Lumen Technologies’ Black Lotus Labs finally reveals what happened to the US ISP last October
An investigation by Lumen Technologies’ Black Lotus Labs has revealed what happened when more than 600,000 small office/home office (SOHO) routers were taken offline, with all belonging to a single ISP. The incident took place over a 72-hour period between October 25-27, rendered the infected devices permanently inoperable, and required a hardware-based replacement.
Public scan data confirmed the sudden and precipitous removal of 49% of all modems from the impacted ISP’s autonomous system number (ASN) during this time period. While Lumen demurred to name the ISP, Reuters has linked the massive outage to Windstream after customers began flooding message boards last October with reports their routers had suddenly stopped working and remained unresponsive to reboots and all other attempts to revive them.
The October incident, which was not disclosed at the time, was one of the most serious cyberattacks ever against the US’s telecommunications sector.
Lumen’s analysis identified “Chalubo,” a commodity remote access trojan (RAT), as the primary payload responsible for the event. This trojan, first identified in 2018, employed savvy tradecraft to obfuscate its activity; it removed all files from disk to run in-memory, assumed a random process name already present on the device, and encrypted all communications with the command and control (C2) server.
“We suspect these factors contributed to there being only one report on the Chalubo malware family to date,” wrote the authors in a blog post. “Chalubo has payloads designed for all major SOHO/IoT kernels, pre-built functionality to perform DDoS attacks, and can execute any Lua script sent to the bot. We suspect the Lua functionality was likely employed by the malicious actor to retrieve the destructive payload.”
Lumen’s global telemetry indicates the Chalubo malware family was highly active in November 2023 and remained so into early 2024. Based on a 30-day snapshot in October, Lumen identified over 330,000 unique IP addresses that communicated with one of 75 observed C2 nodes for at least two days, indicating a confirmed infection.
This suggests that while the Chalubo malware was used in this destructive attack, it was not written specifically for destructive actions. “We suspect the threat actors behind this event chose a commodity malware family to obfuscate attribution, instead of using a custom-developed toolkit. At this time, we do not have an overlap between this activity and any known nation-state activity clusters,” said Lumen. “We assess with high confidence that the malicious firmware update was a deliberate act intended to cause an outage, and though we expected to see a number of routers make and models affected across the internet, this event was confined to the single ASN.”
Attacking two router vendor models
The attack notably affected rural and underserved communities within the ISP’s service area. Residents in these areas potentially lost access to emergency services, agricultural monitoring systems, and healthcare providers, highlighting the severe consequences of the disruption.
Lumen saw that initial complaints emerged in late October 2023, focusing on ActionTec T3200s and T3260s devices, which showed a static red light. Investigation revealed a firmware issue leading to a significant drop in the number of exposed devices, confirmed by scan data from Censys. The ISP’s ActionTec and Sagemcom F5380 modems were primarily affected. Lumen observed a drop of around 179k IP addresses that had an ActionTec banner and a drop of around 480k devices associated with Sagemcom.
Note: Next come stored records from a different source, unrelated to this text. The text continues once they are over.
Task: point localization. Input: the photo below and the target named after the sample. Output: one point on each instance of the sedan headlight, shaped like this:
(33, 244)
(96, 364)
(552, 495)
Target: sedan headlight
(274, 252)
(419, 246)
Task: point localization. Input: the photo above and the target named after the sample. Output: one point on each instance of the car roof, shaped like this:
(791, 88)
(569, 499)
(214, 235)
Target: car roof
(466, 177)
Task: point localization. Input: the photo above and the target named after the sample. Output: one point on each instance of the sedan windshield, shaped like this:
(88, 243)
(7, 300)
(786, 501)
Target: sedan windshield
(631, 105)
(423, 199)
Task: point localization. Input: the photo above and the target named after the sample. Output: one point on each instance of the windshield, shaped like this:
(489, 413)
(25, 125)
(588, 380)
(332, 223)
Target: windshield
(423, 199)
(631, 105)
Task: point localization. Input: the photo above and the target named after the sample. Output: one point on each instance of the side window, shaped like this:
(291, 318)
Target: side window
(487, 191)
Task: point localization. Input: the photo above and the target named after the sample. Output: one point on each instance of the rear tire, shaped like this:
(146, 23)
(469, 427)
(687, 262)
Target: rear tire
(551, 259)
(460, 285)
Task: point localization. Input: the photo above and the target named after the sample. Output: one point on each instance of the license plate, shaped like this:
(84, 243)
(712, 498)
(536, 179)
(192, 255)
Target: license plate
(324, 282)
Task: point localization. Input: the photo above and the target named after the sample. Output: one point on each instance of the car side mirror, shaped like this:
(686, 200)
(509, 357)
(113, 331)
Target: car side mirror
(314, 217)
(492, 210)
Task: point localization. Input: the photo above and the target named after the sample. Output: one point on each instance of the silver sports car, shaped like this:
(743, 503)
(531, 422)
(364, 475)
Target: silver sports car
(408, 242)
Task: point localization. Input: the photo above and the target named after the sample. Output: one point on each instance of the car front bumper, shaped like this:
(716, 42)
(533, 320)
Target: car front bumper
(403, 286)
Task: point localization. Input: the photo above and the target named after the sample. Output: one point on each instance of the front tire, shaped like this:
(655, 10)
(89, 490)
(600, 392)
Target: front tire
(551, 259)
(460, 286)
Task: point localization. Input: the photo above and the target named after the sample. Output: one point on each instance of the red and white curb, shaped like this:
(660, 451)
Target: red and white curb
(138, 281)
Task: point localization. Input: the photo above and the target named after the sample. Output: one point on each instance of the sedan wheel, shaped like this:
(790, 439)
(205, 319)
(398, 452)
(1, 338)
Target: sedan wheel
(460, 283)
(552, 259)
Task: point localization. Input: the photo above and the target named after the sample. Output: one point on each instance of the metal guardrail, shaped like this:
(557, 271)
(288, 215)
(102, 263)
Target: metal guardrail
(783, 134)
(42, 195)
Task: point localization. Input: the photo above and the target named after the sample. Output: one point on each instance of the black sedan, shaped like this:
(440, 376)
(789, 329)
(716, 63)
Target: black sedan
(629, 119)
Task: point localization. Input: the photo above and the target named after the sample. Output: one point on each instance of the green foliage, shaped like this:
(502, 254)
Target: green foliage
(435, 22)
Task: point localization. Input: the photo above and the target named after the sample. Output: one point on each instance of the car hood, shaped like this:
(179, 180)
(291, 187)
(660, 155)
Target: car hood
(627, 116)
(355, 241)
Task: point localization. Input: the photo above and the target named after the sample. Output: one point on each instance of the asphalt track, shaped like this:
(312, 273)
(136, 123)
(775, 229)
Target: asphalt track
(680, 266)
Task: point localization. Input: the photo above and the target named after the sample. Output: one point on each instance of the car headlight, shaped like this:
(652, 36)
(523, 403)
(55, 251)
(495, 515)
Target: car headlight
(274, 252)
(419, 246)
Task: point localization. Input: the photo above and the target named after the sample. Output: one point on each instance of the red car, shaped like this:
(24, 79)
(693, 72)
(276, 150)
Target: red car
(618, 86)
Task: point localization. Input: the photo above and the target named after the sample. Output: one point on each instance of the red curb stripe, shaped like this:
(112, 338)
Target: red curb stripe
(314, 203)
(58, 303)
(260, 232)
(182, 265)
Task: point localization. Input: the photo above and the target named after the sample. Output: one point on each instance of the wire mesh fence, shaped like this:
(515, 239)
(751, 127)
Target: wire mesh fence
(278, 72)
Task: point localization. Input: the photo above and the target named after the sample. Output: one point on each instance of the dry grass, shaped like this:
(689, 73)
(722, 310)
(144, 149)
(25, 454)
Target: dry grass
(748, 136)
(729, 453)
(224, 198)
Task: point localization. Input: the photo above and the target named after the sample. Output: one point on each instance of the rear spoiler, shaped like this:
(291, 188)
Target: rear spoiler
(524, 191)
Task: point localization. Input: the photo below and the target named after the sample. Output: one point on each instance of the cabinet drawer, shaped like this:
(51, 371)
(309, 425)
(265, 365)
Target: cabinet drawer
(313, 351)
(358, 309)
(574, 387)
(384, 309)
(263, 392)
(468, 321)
Ramifications of the attack
Black Lotus Labs said the investigation stood out for two reasons. First, this campaign resulted in a hardware-based replacement of the affected devices, which likely indicates that the attacker corrupted the firmware on specific models. “The event was unprecedented due to the number of units affected – no attack that we can recall has required the replacement of over 600,000 devices.”
In addition, they said this type of attack has only ever happened once before, with AcidRain used as a precursor to an active military invasion. “At this time, we do not assess this to be the work of a nation-state or state-sponsored entity,” said Lumen. “In fact, we have not observed any overlap with known destructive activity clusters; particularly those prone to destructive events such as Volt Typhoon, or SeaShell Blizzard.”
The second unique aspect is that this campaign was confined to a particular ASN. “Most previous campaigns we’ve seen target a specific router model or common vulnerability and have effects across multiple providers’ networks,” said Lumen.
“Destructive attacks of this nature are highly concerning, especially so in this case,” concluded Lumen. “A sizeable portion of this ISP’s service area covers rural or underserved communities; places where residents may have lost access to emergency services, farming concerns may have lost critical information from remote monitoring of crops during the harvest, and health care providers cut off from telehealth or patients’ records.”